Besides, she probably found this heartbreak entertaining.
Piper had held Jason’s dead body and seen the vacant look in his blue eyes and felt the cold clamminess of his skin and seen the blood go from his body. The blood that had previously tinged his cheeks when she did something romantic that surprised him. The eyes that had looked at her with more kindness than anyone had ever looked at her with, more kindness than she thought he was capable of holding. The skin that had been on hers, human, pure, real, warm.
And now it wasn’t anymore.
And yes, of course they had broken up. And no, Piper didn’t regret that. They weren’t working out. That was okay.

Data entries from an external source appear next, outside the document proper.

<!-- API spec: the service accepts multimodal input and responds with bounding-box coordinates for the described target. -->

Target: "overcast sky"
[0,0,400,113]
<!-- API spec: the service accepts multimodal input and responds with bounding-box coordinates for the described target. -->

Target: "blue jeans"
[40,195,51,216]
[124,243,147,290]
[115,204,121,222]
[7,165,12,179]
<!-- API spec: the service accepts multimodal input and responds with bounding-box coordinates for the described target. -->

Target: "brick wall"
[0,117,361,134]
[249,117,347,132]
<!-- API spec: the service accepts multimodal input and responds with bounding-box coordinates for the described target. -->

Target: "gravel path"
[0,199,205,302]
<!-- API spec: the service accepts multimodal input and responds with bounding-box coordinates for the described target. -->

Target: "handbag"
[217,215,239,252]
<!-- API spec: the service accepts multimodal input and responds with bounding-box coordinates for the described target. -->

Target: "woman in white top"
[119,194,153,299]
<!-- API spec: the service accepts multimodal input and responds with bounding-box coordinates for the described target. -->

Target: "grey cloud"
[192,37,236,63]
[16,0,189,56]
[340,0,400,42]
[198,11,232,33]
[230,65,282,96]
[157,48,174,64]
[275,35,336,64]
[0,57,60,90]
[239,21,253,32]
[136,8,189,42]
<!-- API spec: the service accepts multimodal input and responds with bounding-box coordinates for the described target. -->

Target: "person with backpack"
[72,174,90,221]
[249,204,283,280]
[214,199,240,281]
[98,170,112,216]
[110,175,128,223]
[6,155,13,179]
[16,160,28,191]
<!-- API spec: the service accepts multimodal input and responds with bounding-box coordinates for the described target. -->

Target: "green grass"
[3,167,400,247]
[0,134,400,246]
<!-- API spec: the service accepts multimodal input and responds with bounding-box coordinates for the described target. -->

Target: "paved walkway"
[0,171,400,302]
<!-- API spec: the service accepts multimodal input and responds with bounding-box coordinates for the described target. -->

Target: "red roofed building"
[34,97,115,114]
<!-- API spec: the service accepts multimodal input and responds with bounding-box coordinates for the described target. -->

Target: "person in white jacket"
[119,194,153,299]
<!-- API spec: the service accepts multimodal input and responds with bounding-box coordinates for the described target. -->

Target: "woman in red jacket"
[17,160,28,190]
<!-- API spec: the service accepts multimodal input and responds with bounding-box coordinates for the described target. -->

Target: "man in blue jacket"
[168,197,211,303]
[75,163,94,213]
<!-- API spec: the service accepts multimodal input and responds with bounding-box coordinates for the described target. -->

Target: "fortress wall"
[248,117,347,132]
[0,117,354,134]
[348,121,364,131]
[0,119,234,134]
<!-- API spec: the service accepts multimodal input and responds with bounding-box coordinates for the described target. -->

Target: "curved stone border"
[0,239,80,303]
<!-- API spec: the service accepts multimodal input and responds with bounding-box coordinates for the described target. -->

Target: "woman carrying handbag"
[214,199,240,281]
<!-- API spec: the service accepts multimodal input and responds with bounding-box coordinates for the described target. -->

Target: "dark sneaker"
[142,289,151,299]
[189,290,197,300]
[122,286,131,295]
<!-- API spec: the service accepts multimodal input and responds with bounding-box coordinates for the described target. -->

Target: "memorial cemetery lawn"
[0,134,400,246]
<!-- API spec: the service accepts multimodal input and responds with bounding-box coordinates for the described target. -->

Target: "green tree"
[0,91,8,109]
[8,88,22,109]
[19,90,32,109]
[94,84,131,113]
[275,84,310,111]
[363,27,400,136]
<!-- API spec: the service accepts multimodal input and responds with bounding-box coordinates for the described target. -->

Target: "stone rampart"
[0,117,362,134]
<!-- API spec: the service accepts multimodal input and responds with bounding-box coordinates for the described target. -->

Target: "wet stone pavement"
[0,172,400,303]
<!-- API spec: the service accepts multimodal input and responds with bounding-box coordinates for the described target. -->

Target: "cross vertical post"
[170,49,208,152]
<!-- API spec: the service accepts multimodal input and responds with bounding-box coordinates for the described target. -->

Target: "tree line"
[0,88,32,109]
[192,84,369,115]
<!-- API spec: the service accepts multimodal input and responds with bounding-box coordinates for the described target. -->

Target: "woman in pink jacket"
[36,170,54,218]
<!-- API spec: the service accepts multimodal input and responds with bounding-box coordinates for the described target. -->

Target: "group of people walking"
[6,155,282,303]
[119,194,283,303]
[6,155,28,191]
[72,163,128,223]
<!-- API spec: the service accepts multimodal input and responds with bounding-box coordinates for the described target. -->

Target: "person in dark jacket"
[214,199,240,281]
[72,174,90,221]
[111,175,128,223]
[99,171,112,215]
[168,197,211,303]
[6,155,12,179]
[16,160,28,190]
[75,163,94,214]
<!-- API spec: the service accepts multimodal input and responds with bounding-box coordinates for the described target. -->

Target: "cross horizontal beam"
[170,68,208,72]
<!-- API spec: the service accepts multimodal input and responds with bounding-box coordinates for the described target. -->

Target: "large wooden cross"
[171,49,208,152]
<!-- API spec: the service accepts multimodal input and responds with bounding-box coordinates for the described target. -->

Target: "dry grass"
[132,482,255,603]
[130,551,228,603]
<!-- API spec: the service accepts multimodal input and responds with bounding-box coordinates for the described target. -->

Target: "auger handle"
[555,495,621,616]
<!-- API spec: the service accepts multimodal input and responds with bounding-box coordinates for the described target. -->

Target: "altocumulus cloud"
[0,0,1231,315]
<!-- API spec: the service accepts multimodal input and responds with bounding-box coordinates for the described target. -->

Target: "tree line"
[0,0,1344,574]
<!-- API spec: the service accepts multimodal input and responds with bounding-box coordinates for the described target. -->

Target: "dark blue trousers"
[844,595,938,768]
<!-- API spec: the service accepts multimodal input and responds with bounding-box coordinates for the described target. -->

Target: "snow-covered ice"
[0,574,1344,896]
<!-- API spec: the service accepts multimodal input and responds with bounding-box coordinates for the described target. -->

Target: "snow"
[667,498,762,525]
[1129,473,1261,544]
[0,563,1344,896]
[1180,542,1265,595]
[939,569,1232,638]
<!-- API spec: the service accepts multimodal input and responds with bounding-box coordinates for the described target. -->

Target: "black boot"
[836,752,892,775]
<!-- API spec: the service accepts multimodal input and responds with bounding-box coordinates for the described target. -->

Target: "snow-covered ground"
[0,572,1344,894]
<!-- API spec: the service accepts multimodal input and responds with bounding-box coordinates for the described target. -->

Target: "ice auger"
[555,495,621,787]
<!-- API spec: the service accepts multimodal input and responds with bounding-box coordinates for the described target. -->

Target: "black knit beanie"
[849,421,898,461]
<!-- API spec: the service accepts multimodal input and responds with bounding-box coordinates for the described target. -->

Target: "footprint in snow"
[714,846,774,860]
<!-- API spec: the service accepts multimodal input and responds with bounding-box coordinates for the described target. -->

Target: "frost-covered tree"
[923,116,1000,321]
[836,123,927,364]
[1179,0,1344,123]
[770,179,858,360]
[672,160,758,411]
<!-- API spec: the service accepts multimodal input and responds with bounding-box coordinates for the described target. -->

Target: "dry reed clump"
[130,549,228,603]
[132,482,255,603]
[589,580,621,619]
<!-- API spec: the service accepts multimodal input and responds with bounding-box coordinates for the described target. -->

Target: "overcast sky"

Piper knew, as a child of Aphrodite, that it was okay if relationships didn’t always work out.
And yes, she loved her girlfriend. She adored Shel for her own little things.
But, as the last of the fire burned away, she thought about it.
Jason was the first person she had ever loved with her entire heart, and she’d always hold a little piece of him with her wherever she went. Like in that outdated Superman comic book she had seen at the thrift store with Shel the other day.
The mattress was the first step. Her dad had bought her a new one. He insisted that the old one was stained.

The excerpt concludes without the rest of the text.